I’m going to start this post with an embarrassing apology: although I describe myself as a Disneyland fan and lover of all things Disney, there are many experiences at the park I have yet to enjoy (gasp!). Many of the things I have yet to try are restricted or limited in some way (I’m not at the park when said event is being offered, it’s not in my budget, I don’t have access to it, etc.), but other things have always been there, patiently waiting for me to experience them once I realize what I have been missing out on. Or, as with the topic of this post, the imminent loss of a particular experience makes you regret enjoying it too little, too late. I suppose this adds to my human-ness, in the cliche that I “don’t know what I’ve got until it’s gone” sort of way. For my previous lack of experiencing Big Thunder Ranch Barbecue, I apologize to the readers. I made an effort to correct this mistake over the weekend by trying it out for the first (and last) time, and have a few thoughts about the whole thing.
To start this off, I want to say that if you haven’t been in the Big Thunder Ranch area, I highly suggest you go visit it before it closes in January. Unfortunately, the Jamboree section of the area is now permanently closed (as far as I understand), which is a significant loss. The area was always beautifully decorated, peaceful, and large and open that was used for many different purposes, but was particularly charming over the holidays when they had character meet-and-greet’s and themed activities depending on the season. The cabin and the animals are still there, however, so you can get a small taste of what the larger experience had been like. To the right of Big Thunder Ranch is the Big Thunder Ranch Barbecue, which I visited for lunch with my family over the weekend.

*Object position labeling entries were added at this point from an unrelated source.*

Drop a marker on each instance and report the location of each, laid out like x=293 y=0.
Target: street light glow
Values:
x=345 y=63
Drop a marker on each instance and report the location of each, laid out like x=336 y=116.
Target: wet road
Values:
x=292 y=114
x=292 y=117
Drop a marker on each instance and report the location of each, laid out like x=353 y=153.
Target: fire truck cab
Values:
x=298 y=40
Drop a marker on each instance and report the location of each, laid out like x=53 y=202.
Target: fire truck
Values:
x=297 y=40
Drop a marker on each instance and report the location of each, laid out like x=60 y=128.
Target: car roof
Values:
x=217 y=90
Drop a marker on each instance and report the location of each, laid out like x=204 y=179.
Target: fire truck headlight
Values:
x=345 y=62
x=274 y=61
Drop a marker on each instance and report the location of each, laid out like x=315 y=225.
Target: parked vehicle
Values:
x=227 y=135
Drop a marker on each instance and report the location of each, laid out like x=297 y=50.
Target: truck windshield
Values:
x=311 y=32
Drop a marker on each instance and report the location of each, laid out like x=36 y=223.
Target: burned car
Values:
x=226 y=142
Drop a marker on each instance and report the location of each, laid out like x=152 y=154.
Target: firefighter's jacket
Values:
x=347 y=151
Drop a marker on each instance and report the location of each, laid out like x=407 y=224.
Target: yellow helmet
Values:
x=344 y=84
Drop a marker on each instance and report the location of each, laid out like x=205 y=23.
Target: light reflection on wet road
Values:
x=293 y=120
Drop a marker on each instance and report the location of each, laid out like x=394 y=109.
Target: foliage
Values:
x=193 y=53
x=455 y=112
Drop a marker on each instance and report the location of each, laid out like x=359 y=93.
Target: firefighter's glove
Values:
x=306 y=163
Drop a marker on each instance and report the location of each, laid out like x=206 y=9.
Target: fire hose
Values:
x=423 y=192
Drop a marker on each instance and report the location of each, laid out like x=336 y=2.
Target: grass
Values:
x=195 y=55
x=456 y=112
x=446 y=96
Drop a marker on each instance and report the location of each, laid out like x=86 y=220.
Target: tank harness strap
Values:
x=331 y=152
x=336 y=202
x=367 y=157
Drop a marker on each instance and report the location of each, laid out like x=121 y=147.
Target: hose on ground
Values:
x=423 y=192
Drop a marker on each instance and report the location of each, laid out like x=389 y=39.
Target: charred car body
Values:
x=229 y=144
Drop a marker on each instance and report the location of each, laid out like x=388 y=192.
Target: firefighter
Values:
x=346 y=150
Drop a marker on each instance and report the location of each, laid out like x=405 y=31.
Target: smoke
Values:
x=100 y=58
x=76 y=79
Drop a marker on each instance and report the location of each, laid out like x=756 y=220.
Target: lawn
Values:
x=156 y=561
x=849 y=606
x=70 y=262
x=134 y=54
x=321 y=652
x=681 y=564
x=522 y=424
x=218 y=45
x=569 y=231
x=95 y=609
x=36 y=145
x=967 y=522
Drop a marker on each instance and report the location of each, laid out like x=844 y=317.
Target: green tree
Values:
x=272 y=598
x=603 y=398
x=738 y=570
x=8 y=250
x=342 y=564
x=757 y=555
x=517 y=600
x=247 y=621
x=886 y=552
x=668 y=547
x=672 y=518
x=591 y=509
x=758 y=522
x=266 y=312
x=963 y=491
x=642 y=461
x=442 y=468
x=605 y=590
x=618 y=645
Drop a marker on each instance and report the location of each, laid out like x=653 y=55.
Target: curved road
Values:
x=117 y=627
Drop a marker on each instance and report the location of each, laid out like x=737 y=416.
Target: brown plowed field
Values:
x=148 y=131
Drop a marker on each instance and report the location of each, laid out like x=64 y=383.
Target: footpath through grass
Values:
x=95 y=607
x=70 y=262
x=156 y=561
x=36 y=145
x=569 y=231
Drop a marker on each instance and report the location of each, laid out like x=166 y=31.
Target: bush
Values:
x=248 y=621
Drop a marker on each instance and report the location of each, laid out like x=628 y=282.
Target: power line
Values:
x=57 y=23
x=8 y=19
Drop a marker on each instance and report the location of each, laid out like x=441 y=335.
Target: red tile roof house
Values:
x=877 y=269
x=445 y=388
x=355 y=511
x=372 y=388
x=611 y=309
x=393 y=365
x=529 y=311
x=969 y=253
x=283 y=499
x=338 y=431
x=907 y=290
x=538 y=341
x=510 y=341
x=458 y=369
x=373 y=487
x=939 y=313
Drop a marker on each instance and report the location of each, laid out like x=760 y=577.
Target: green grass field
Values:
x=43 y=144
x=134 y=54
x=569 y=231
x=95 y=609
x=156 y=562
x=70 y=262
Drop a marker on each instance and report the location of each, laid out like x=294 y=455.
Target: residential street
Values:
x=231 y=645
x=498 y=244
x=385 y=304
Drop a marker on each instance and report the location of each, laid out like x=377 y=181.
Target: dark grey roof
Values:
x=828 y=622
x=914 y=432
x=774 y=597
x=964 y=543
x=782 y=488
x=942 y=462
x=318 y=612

The restaurant is a family style, all-you-can-eat outdoor picnic type venue. The picnic benches, where you sit and dine, are surrounding a center stage where there are musical acts and performances throughout the afternoon and evening. The restaurant is currently decorated for Halloween and fall, in shades of oranges and browns, tastefully done and festive. The wait staff was wonderful, the food was good (it wasn’t excellent, but I’m also not a huge fan of messy eating… yes, I knew this was a barbecue… but the meats could have been better), and I did not feel rushed. We got dessert, their halloween cookie bake (a very large baked sugar cookie in an iron skillet with pumpkin ice cream on top with caramel syrup), which was superior than the actual lunch food (but of course it was, we’re talking about dessert!). We were told another family would join us at the table, but it never happened, so we had a lot of space and were very comfortable throughout our meal.
I don’t consider myself a “foodie,” nor do I know how to describe food in any kind of professional, detail-oriented way, so I’ll leave what I said above alone and pass food critiques on to those who speak the language. What I do know, however, is how places and environments make me feel. My emotional experience of Disneyland is what keeps me coming back. It isn’t the rides or the food, but instead a cumulative feeling that I get each time I go there. I wish, for the sake of how I felt during my afternoon at Big Thunder Ranch, I had experienced this sooner. The area is calming by default, a nice change from the hustle and bustle of other areas of the parks, especially on crowded days. I couldn’t hear much noise outside of the light country folk songs playing in the background and the easy conversation I was having with my family, and the occasional child running around playing tag with a friend or sibling. Things were slower, I didn’t notice time passing, and I wasn’t anxious to be anywhere. For me, relaxing environments like this are hard to come by anymore. The Court of Angels and the Big Thunder Ranch Jamboree used to provide this experience as well, but neither are available. The restaurant gave me the opportunity to enjoy a meal with people I love, in a secluded and homey area that had all the comforts of the private and personal experiences I associate with Disneyland. A part of me wishes that more of this was still available at the Parks, without having to pay an additional price to access it.
We decided to finally eat here once we learned that it would be gone at the end of the year. The experience was wonderful, I made great memories, but it makes me think about why we waited to experience something until we knew we would lose it. In the work I do professionally and the way I try to experience life for myself, I always wonder what makes us wait to show appreciation or make a change towards something, or more importantly, someone. And then, once we have concrete proof that we are going to experience loss, we change our behavior. Isn’t the threat of loss always there anyway? I like the idea of living in a more fulfilling way, being grateful and taking risks and trying new things, so that we don’t experience regret when the inevitable happens. I do regret not enjoying the Big Thunder Ranch area in its entirety more while it was still around. The tall walls blocking my access to something I used to take for granted were a cold reminder of that loss yesterday. Although the barbecue is ultimately a small thing, the appreciation I have for the small things grows once I realize that they’re gone.
I highly encourage you to enjoy the restaurant before it closes. Take your first, or one of your last, trips over there and enjoy your time and company. The walls are going to expand quickly, and it would be a shame to stand in front of them wondering what it would have been like if you had only done something different sooner.